De parabel van de werkende mieren

Nieuws maandag 4 mei 2009

Als men iets wil aanklagen, is het niet altijd verstandig namen te noemen. Sinds oudsher gebruiken vertellers dan ook dierenverhalen om maatschappelijke problemen aan te kaarten. Voor wat hierna volgt, geldt dus het spreekwoord: wie het schoentje past, trekt het aan. Hopelijk lopen er straks niet te veel lezers rond met pijnlijke tenen...

Zoals elke morgen in de mierenkolonie kwamen de werkmieren ruim op tijd aan, elk in hun gang. Goedgeluimd en vol goede moed gingen ze onmiddellijk aan de slag. De mieren waren zeer productief en vooral heel tevreden met hun werk. De koningin van de kolonie moest toegeven dat ze erg verbaasd was dat haar mieren zo goed functioneerden – en dat zonder enig toezicht. “Wat als ik hen nu eens permanent onder toezicht zou plaatsen”, dacht ze. “Zouden mijn mieren onder een strakke leiding dan niet nog beter werken?”

De koningin stuurde verkenners uit naar nabijgelegen mierenkolonies, op zoek naar een geschikte kandidaat voor de job van supervisor. Lang hoefde ze niet te wachten. Als snel keerden haar verkenners terug met een expert die al jarenlange ondervinding had met mierensupervisie en daar lange rapporten over schreef. De nieuwkomer werd met veel tromgeroffel verwelkomd in de kolonie en beloofde grootse verwezenlijkingen. De koningin en haar entourage waren heel opgezet met zijn komst; de werkmieren aan de noordzijde van de kolonie keken echter een beetje argwanend.

Een van de eerste maatregelen van de supervisiemier was het plaatsen van een prikklok. Zo kon men het komen en gaan van de werkmieren nog beter meten en de productiviteit opdrijven. De supervisor merkte al snel dat hij het werk onderschat had, dus nam hij een medewerkster in dienst om het archief te beheren en de communicatie te controleren. De koningin was alvast laaiend enthousiast over het werk van de supervisiemier. Ze vroeg hem de productie- en tendensanalyse van haar kolonie in grafiek te zetten. Aangezien de technische ondersteuning in de kolonie nogal beperkt was voor zulke ingewikkelde operaties, wierf de supervisiemier als snel een netwerkmier aan om een performant communicatie- en informatienetwerk voor de kolonie op te zetten.
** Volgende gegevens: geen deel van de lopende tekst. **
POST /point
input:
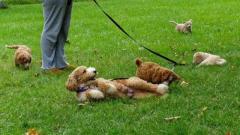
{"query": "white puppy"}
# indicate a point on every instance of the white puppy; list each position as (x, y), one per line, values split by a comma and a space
(185, 27)
(202, 58)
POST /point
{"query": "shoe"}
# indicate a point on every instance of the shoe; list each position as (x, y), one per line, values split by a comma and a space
(53, 71)
(68, 67)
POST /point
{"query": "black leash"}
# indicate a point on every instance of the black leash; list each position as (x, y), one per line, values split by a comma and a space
(135, 41)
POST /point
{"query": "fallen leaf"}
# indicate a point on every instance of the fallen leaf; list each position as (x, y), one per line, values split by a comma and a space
(32, 131)
(172, 118)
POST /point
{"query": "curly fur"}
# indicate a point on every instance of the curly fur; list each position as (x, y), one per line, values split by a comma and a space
(202, 58)
(23, 56)
(100, 88)
(154, 73)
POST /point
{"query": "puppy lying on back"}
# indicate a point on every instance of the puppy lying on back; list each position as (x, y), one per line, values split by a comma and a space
(185, 27)
(202, 58)
(82, 81)
(154, 73)
(23, 56)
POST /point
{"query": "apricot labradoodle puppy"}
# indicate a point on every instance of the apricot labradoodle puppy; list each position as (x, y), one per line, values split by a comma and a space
(23, 56)
(83, 81)
(154, 73)
(185, 27)
(202, 58)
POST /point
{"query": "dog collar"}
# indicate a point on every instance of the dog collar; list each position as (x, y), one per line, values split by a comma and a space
(81, 89)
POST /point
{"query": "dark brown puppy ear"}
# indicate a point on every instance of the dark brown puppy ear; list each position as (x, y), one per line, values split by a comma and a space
(139, 62)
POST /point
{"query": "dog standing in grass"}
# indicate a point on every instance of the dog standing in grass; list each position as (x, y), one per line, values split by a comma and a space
(23, 56)
(185, 27)
(206, 59)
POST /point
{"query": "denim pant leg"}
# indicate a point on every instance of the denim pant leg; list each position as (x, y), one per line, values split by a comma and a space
(60, 56)
(54, 12)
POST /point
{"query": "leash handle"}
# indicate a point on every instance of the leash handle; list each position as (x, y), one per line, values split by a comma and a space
(133, 39)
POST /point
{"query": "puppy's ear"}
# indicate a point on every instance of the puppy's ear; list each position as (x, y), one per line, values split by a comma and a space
(139, 62)
(71, 83)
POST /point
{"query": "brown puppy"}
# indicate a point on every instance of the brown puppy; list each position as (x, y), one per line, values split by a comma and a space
(154, 73)
(82, 80)
(23, 56)
(206, 59)
(185, 27)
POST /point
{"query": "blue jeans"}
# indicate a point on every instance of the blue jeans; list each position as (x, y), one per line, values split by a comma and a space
(57, 16)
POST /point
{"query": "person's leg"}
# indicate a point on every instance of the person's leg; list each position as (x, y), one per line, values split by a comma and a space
(60, 56)
(54, 12)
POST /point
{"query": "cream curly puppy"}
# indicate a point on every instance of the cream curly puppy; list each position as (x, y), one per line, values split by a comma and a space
(185, 27)
(202, 58)
(23, 56)
(82, 81)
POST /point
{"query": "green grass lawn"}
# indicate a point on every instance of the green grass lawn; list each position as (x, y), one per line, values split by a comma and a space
(29, 100)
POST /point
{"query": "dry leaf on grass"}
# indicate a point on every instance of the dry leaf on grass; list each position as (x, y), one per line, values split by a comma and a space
(204, 109)
(172, 118)
(32, 131)
(184, 84)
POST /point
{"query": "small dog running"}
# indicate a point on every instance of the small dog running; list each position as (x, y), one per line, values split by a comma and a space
(185, 27)
(23, 56)
(206, 59)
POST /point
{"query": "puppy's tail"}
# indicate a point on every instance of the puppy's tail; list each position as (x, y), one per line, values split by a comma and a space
(221, 61)
(12, 46)
(173, 22)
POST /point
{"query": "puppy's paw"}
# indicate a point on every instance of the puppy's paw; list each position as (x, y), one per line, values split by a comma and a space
(96, 94)
(112, 89)
(162, 89)
(82, 97)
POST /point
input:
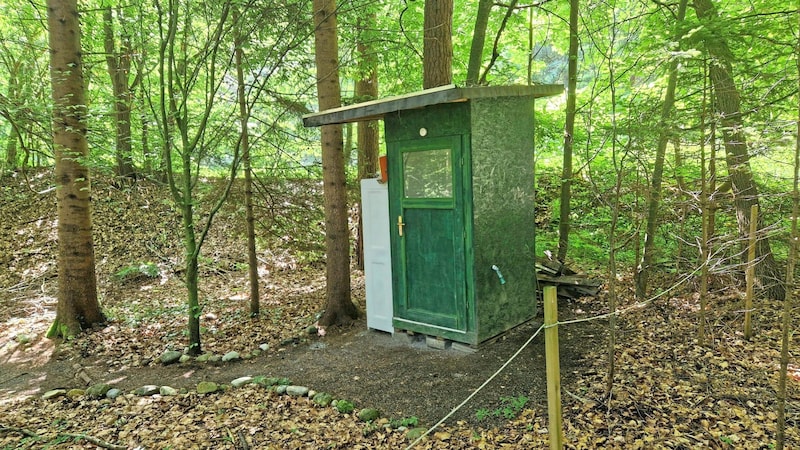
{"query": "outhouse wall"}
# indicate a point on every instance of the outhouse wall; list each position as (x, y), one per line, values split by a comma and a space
(503, 212)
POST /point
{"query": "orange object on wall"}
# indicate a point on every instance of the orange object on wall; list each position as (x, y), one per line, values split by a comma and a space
(384, 169)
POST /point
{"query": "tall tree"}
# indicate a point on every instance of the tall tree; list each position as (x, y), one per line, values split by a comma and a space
(244, 142)
(78, 307)
(184, 126)
(737, 158)
(478, 41)
(118, 64)
(437, 49)
(788, 302)
(569, 132)
(665, 130)
(339, 308)
(367, 89)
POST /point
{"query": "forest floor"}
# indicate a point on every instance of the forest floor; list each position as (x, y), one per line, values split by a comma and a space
(668, 391)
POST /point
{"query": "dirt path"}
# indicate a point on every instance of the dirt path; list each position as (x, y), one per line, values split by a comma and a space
(401, 376)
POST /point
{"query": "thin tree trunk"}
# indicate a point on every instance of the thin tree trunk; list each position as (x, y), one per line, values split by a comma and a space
(788, 302)
(569, 131)
(367, 139)
(705, 208)
(119, 65)
(437, 50)
(78, 307)
(478, 42)
(244, 118)
(665, 130)
(682, 199)
(745, 190)
(339, 308)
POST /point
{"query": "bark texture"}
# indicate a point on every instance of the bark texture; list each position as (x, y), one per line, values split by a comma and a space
(437, 49)
(737, 158)
(665, 132)
(118, 64)
(569, 132)
(339, 308)
(78, 307)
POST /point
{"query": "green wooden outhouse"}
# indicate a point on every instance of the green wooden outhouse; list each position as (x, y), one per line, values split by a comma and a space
(461, 206)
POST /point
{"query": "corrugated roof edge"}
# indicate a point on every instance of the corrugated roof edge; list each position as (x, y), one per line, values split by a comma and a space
(376, 109)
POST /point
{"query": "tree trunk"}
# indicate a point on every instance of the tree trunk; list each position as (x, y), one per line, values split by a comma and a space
(244, 118)
(745, 190)
(478, 42)
(569, 131)
(665, 129)
(437, 50)
(339, 308)
(788, 302)
(11, 148)
(119, 66)
(78, 307)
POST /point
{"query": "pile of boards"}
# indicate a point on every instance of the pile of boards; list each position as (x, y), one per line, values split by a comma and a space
(570, 284)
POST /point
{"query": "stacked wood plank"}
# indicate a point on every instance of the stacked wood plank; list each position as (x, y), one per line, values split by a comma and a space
(569, 283)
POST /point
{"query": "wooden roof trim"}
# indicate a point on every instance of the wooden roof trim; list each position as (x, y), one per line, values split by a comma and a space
(376, 109)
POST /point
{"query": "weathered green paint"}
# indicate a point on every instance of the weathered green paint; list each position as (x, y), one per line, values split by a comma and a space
(503, 212)
(444, 283)
(493, 199)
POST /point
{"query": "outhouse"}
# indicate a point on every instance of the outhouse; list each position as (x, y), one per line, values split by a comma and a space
(451, 231)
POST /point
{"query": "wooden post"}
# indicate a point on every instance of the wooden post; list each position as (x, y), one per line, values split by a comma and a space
(750, 273)
(553, 368)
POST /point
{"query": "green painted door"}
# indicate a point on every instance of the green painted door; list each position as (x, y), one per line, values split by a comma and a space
(428, 223)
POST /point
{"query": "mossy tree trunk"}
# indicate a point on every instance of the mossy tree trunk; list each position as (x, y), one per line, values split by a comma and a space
(183, 128)
(665, 128)
(339, 308)
(78, 307)
(569, 131)
(728, 105)
(118, 64)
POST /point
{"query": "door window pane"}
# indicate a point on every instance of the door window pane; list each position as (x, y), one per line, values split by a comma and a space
(428, 174)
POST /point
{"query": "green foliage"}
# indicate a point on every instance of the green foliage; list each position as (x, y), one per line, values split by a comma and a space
(510, 407)
(407, 422)
(138, 271)
(345, 406)
(264, 381)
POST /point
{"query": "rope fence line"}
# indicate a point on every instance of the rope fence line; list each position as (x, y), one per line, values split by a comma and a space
(618, 312)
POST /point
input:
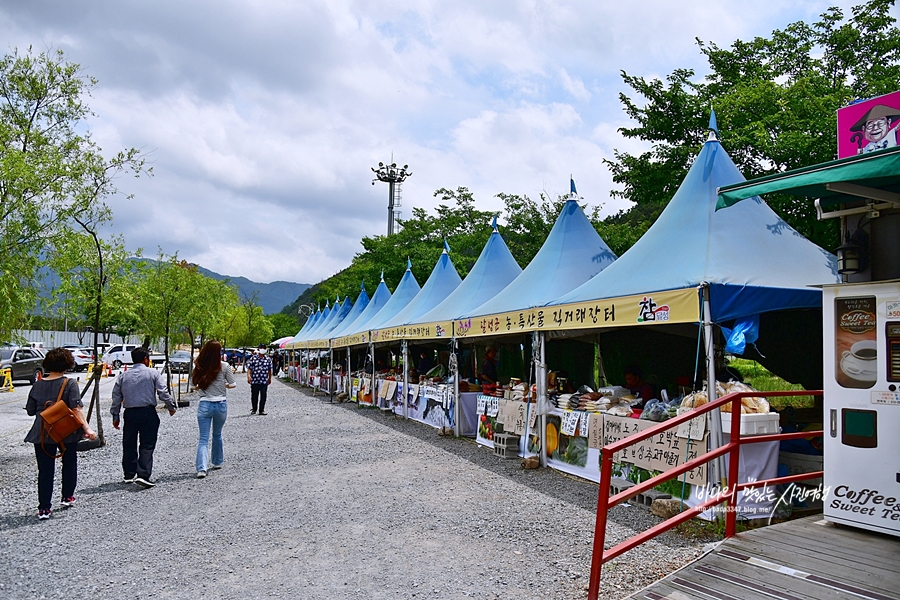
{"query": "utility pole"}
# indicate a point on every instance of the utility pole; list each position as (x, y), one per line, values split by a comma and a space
(394, 176)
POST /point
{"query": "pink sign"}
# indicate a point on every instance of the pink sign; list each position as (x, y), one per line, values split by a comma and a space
(869, 126)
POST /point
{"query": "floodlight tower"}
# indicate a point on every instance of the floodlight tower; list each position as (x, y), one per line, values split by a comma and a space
(394, 176)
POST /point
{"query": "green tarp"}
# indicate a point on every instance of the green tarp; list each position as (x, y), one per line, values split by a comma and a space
(878, 170)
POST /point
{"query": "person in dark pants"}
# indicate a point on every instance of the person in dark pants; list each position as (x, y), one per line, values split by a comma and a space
(57, 362)
(259, 376)
(137, 389)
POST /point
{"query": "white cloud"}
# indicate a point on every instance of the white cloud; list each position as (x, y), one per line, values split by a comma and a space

De nieuwe structuren die de supervisiemier uittekende om de productiviteit van de kolonie op te drijven, begonnen ondertussen hun tol te eisen. De werkmieren aan de noordzijde van de kolonie, kortgeleden nog productief en stralend van arbeidsvreugde, werden langzamerhand wanhopig van alle rapporten en bijeenkomsten die hun tijd opslorpten. De koningin besloot daarom een van haar getrouwen als lokaal verantwoordelijke aan te stellen. Deze mier maakt het zich meteen gemakkelijk en tekende op zijn beurt plannen uit om het werk te optimaliseren en de beloning van de werkmieren te controleren. De werkmieren van de noordzijde konden daar alvast niet mee lachen en werden met de dag kwader en opstandiger.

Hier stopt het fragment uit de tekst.